The link between sustainability and public health

As described in Delivering a Net Zero NHS, there is a carbon footprint attached to healthcare activity across all settings from community services to secondary care. This means there is a strong link between our ambitions to improve public health and reduce our carbon impact, because less carbon intensive healthcare is based on reducing the need to access healthcare services. We can achieve this by supporting individuals and communities to live healthier and happier lives.
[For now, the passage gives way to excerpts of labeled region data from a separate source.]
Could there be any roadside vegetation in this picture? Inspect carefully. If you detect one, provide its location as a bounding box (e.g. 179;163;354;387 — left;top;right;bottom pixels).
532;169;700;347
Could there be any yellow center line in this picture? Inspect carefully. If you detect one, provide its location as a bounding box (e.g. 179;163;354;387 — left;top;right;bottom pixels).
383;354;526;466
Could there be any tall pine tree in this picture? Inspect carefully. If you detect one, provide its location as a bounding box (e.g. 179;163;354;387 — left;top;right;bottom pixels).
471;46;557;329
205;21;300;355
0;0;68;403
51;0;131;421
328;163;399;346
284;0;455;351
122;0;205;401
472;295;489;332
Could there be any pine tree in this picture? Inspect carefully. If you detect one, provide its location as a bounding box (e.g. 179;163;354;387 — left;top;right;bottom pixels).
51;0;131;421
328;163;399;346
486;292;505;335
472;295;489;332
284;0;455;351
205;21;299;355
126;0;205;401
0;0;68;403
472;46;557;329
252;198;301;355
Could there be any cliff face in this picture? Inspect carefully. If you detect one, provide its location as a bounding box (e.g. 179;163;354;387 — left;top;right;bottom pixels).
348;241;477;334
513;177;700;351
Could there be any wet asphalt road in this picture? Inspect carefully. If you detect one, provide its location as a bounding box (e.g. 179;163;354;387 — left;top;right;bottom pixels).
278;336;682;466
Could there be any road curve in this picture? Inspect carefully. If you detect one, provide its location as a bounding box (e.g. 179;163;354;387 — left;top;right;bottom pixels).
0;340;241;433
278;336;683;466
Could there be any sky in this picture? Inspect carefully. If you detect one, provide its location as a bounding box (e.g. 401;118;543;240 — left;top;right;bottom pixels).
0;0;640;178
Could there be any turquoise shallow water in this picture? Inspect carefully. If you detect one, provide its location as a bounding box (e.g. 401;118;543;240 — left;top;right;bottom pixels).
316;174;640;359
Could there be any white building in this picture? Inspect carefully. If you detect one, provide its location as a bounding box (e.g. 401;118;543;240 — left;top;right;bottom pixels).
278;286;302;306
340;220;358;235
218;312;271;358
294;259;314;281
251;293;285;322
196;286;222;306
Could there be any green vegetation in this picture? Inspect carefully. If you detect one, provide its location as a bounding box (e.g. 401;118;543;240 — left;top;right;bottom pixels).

Example – Falls prevention

When an older person falls, it can have devastating consequences. Multiplied across the population, it is a major public health issue. Falls are the most common cause of death from injury in the over 65s and cost the NHS over £2 billion a year and over four million bed days. At an individual level, falls are the number one precipitating factor for a person losing independence and going into long term care. A first fall can set in motion a downward spiral of fear of falling which, in turn, can lead to more inactivity, loss of strength and a greater risk of further falls. But while the problem is complex, it is not inevitable. Falls are not a “normal” part of ageing and many can be prevented. AHPs are an integral part of falls prevention because of their roles in strength and balance, mobility, environmental adaptations, nutrition, vision, and footwear. By preventing falls, AHPs are improving public health and sustainability of health care, through reducing the need to access carbon intensive healthcare services.

Reaching our country’s commitments under the Paris Climate Change Agreement could see more than 5,700 lives saved every year from improved air quality, 38,000 lives saved every year from a more physically active population and over 100,000 lives saved every year from healthier diets.

AHPs recognise the importance of prevention and its impact on sustainability. When we asked how AHPs can have the most impact on environmental sustainability, two of the top three answers were changing peoples’ behaviours and public health/prevention.

AHPs’ role in public health

Over the past six years, AHPs have been cited as vanguards of the wider public health workforce. In 2019, the AHP Federation and Public Health England published an impact report of the 2015-18 AHP public health strategy. The vision was for AHPs to be recognised as an integral part of the public health workforce, with responsibility for designing and delivering improvements to health and wellbeing and reducing health inequalities. This includes how Higher Education Institutions have embedded public health into curricula, an increased focus on measuring the impact of AHP public health interventions and how the profile of AHPs’ contribution to public health has increased, along with stronger strategic connections between AHPs and national public health programmes.

We recognise this has just been the start of a radical transformation to embed prevention into all care pathways and AHP services. The COVID-19 pandemic has reinforced the importance of this and the alignment to Delivering a Net Zero NHS and the NHS Long Term Plan adds further impetus.

The next stage of our journey is being undertaken as a collaboration across the UK. The UK Allied Health Professions Public Health Strategic Framework published in 2019 provides the roadmap to embed public health into every AHP role and to develop public health leadership skills in AHP professions.

Our shared vision is that public health will be a core element of all AHP roles and the impact of AHPs on the population’s health, reducing health inequalities and delivering sustainable healthcare will be increasingly recognised.

Whatever your role, by working together we can be a force for change and contribute to a culture of health and sustainability in our society.